The senator the poster mentioned was actually Rep. John Culberson of Texas. And his media rep said he misspoke – instead of $420 per $100,000 of new mortgage business, he meant to say $42. There’s a big difference between $420 and $42.

To see his exact words go to Glenn Beck’s Web site and the TV tab and click on the CNN transcripts area and choose Oct. 14.

Or read here – “But the fact of the matter is that in the Fannie and Freddie Mae bill that Barney Frank put together this summer, when we nationalized the mortgage banking industry, that legislation, Glenn, contained language that gave these community activist organizations like ACORN –out of every $100,000 mortgage from this day forward, each one of us will pay a fee of $420 forever that will go directly to these community activist organizations. It’s going to be a line item on your closing statement.”

Culberson’s media rep sent me an email with the calculation:

Section 1338 of H.R. 3221, the Housing and Economic Recovery Act, requires both Fannie Mae and Freddie Mac to contribute 4.2 basis points for each dollar of the unpaid principal balances of their new business purchases to the affordable housing funds each year. A basis point is .01 percent (.0001 x 4.2 = .00042 x 100,000 = 42). So, $42 out of every $100,000 of new mortgages goes to the Housing Trust Funds. The bill would require the GSEs to contribute the basis point of the value of their mortgage portfolios to TWO new affordable housing funds to transfer money to the States then to the low-income-housing activities of nonprofits like ACORN and La Raza nationwide. This provision siphons money away from the GSEs and further puts them in financial straits. The largest organizations (and thus the most able to commit resources to apply for federal grants) who work on affordable housing issues include, for example, ACORN, National Council of La Raza and Housing Works. There is no language prohibiting funds from the Housing Trust Fund from going to entities, like ACORN, whose employees or volunteers have been indicted or pleaded guilty for vote fraud. Such language appears in the bill for the Community Development Block Grant funds.

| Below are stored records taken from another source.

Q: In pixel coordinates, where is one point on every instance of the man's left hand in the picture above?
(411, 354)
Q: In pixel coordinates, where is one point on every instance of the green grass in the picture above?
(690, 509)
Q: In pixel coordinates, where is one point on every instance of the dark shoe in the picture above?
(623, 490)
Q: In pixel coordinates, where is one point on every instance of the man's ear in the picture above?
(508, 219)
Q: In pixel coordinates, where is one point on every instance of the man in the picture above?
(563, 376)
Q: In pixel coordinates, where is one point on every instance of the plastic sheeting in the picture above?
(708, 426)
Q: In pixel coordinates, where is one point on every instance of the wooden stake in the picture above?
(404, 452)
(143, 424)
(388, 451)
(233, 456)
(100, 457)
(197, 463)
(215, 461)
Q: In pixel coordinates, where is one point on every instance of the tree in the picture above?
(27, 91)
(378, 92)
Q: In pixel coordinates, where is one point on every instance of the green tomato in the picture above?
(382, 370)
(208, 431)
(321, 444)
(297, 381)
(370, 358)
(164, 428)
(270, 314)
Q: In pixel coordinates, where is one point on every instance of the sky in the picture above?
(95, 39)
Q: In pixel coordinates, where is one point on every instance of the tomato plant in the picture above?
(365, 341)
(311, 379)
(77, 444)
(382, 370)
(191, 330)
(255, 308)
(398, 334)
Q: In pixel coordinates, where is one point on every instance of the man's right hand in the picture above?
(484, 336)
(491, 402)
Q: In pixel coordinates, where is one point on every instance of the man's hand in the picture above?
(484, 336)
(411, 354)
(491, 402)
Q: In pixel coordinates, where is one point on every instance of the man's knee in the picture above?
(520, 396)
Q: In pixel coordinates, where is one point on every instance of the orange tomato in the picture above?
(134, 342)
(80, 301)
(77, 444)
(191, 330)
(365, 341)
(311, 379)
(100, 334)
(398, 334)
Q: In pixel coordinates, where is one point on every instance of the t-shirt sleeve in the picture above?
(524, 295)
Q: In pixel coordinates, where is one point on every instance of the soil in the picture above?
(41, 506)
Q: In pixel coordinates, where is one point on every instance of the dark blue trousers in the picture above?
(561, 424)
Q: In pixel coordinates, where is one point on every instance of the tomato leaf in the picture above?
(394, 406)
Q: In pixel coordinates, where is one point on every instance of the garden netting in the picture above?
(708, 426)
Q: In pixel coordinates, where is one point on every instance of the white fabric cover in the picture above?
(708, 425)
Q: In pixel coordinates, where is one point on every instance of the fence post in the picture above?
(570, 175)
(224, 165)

But I was unable to reconcile the math when I read this section of the bill – so I called Rep. Barney Frank’s office and asked for comment in response to Rep. Culberson’s remarks.

Steven Adamske, a spokesman for the House Financial Services Committee who I reached through Rep. Frank’s office, said: “I’ve never heard anything where you could constitute a dollar amount for a specific organization. You can’t – in any way.”

Adamske spoke to me about the purpose of the Housing Trust Fund. He said 65 percent of the money goes to states and 35 percent goes to “qualified applicants directly for purposes of building houses.” I asked Adamske who is a qualified applicant and he said the Treasury Department has yet to determine the criteria.

For Culberson to say that money from every Fannie Mae and Freddie Mac mortgage goes to ACORN and similar organization is “a real stretch,” said Adamske. “It’s very surprising to me that you can cite that kind of cite with any degree of credibility.”

Thanks to the blog poster for bringing these remarks to our attention.